Structural equation model from Leth-Steensen and Gallitto (2016) with paths labeled as a, b, or c′ paths.

Figure 2.

Figure 2.

Model 1 population values for structural equation model from Leth-Steensen and Gallitto (2016).

Figure 3.

Figure 3.

Model 2 population values for structural equation model from Leth-Steensen and Gallitto (2016).

The data generation and analysis was carried out in the Mplus 7.1 Monte Carlo routine (Muthén & Muthén, 1998-2013) with the exact input and output files provided in the original article, and with the seed provided by the authors of the original article. A second replication of the study used the run date as the seed. A current limitation of the Mplus internal Monte Carlo routine is that the bootstrap procedure is not available for each Monte Carlo generated data set. As a result, an external Monte Carlo study was performed, where individual data sets were generated, saved, and individually analyzed, with each having its own unique Mplus input and output file. Finally, the MplusAutomation package was used in the R statistical environment to process and extract parameter information from the Mplus output files (Hallquist & Wiley, 2013). Example syntax to automate the simulation and other resources are provided in the appendix. Given the complexity of how the results from the Mplus MODEL INDIRECT command are reported in the output file, the specific mediated effects were defined as new variables with the Mplus MODEL CONSTRAINT command as the products of individual paths that form the mediated effect. The reported mediated effect estimates and standard errors from the MODEL INDIRECT and MODEL CONSTRAINT commands are mathematically equivalent. The goal of using MODEL CONSTRAINT is to overcome the limitation of the original article of using automated software and not running the model replications by hand.

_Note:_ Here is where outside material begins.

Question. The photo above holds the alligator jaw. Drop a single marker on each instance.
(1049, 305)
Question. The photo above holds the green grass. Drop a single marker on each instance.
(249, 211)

For each of the models, 500 data sets were generated and analyzed with sample sizes of 150 and 400 cases (only two conditions per model). Four specific mediated effects were tested, where three of them consisted of two paths and one consisted of three paths. The main goal was to compare the proportions of times the overall specific mediated effects were statistically significant across seven different statistical methods. Both the statistical methods used in the original article (Leth-Steensen & Gallitto, 2016) are presented (i.e., the test of joint significance and the significance test using the BC bootstrap standard errors). Five additional methods that build confidence intervals around the mediated effect estimate are presented: the BC bootstrap, percentile bootstrap, distribution of the product, Monte Carlo method, and the asymptotic normal theory test.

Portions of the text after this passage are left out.